United Airlines is the latest US mainline carrier to announce an aircraft order aimed at replacing 50-seat lift with larger jets, with its order for up to 70 Embraer 175s earlier this week.
With the deal United, along with American Airlines and Delta Air Lines (and their regional partners), have firm orders for 117 76-seat jets and options for an equal number. This puts the US regional airline industry refleeting at anywhere from a third to halfway along, based on assumptions that orders will range from 200 to 400 aircraft from Bombardier and Embraer.
"We've been saying that we estimated that some 300 to 400 aircraft over the next, let's say year and a half to two years of orders to be delivered over the next, may be three, four, five years," says Frederico Curado, president and chief executive of Embraer, during an earnings call on 30 April. "So, if those numbers are correct, so far we have probably about a third of those orders already committed."
Curado says that he anticipates that the next order will likely come from American regional subsidiary American Eagle Airlines.
Further orders aside, United's deal is a milestone in the fact that the three largest US mainline carriers have now formally signed up for regional refleeting. This is seen as positive for both the Chicago-based airline and the industry.
"With jet fuel prices going up they need to replace 50-seaters with 76- or 90-seaters, so there's no surprise that they placed the order," says Helane Becker, an airline analyst at Cowen Securities. "It's more efficient lift for United [and] that's what we're seeing in the industry."
Ron Baur, vice-president of fleet at United, says that the E-175s are 10% more fuel efficient per seat than 50-seat aircraft, in an employee newsletter on 29 April. The new jets will be used to replace the smaller aircraft at an undisclosed rate once deliveries begin in 2014.
The airline's order is split between 30 firm and 40 options with deliveries in 2014 and 2015.
Executives at United had previously said that an order for large regional aircraft was unlikely until 2014 as they focused on optimising their existing regional fleet this year. It had 34 regional aircraft with fewer than 50-seats, 350 with 50-seats and 174 with more than 60 seats at the end of the first quarter, according to its April fleet plan.
United regional fleet, 31 March
United's decision to carry the risk of the order on its balance sheet versus at a regional partner took some by surprise. Analysts say that legacy Continental Airlines, which merged with the airline in 2010 and whose executives make up the majority of the current management team, took a similar course when ordering 50-seat jets in the early 2000s, while legacy United preferred that their partners carry the risk.
Bryan Bedford, chief executive of regional carrier Republic Airways, says that he sees the order as a way for United to lock in E-175 delivery slots, during an earnings call on 30 April.
"It was a savvy move on United's part to lock down some E-jet deliveries," he says.
Bedford was not optimistic about Republic winning the contract to operate the aircraft. "Until we have greater clarity on our labour costs it will be very difficult for Republic to compete for any new business," he says.

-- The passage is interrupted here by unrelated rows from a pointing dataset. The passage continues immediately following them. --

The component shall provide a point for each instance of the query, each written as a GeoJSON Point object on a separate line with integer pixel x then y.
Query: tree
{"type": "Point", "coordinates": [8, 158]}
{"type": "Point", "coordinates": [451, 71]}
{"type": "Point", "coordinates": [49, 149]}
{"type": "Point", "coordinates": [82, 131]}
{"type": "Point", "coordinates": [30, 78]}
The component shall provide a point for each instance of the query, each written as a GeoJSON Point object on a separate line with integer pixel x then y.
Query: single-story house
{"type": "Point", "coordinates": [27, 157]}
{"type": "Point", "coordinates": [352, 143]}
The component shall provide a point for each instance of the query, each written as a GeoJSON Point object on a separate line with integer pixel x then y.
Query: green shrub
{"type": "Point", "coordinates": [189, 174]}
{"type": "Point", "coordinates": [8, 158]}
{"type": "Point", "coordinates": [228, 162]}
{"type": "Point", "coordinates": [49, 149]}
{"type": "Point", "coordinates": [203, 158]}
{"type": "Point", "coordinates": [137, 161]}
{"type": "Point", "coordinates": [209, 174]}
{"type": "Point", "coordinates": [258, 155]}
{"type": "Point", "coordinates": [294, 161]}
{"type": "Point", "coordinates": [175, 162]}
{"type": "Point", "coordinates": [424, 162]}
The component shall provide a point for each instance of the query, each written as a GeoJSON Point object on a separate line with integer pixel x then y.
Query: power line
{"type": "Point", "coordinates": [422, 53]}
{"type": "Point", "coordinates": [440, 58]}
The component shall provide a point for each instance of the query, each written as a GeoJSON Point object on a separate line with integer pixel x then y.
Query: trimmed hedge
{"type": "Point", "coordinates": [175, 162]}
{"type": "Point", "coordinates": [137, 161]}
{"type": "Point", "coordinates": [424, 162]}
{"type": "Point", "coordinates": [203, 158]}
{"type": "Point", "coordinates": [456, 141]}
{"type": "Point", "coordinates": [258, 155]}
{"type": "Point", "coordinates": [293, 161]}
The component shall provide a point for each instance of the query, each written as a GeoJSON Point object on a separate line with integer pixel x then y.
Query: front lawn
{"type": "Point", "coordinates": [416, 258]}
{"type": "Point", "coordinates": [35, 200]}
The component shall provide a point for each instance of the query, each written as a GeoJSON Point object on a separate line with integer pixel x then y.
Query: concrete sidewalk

Other competitors for the contract could include SkyWest Inc and Trans States Airlines.
An operator for the E-175s will be selected at a later date, says United.
United's joint agreement with its pilots made the E-175 order possible. The contract harmonised scope restrictions on its legacy Continental and United pilots, and allows for up to 255 large regional aircraft - those with 60-seats or more - by 1 January 2016. The agreement was ratified this past December.
"I anticipated that once the Continental network was free of scope restrictions that you'd see this kind of activity occur," says Robert Mann, a New York-based airline industry analyst at RW Mann & Company.
He says that in addition to replacing 50-seat aircraft, the E-175s could also be used to replace small mainline aircraft and further optimise United's flight schedule.
The airline will remove its last five 108-seat Boeing 737-500s during the second quarter, said John Rainey, chief financial officer of United, during an earnings call on 25 April. The move will create a gap between its 71-seat Bombardier Dash 8 Q400s and 118-seat Boeing 737-700s.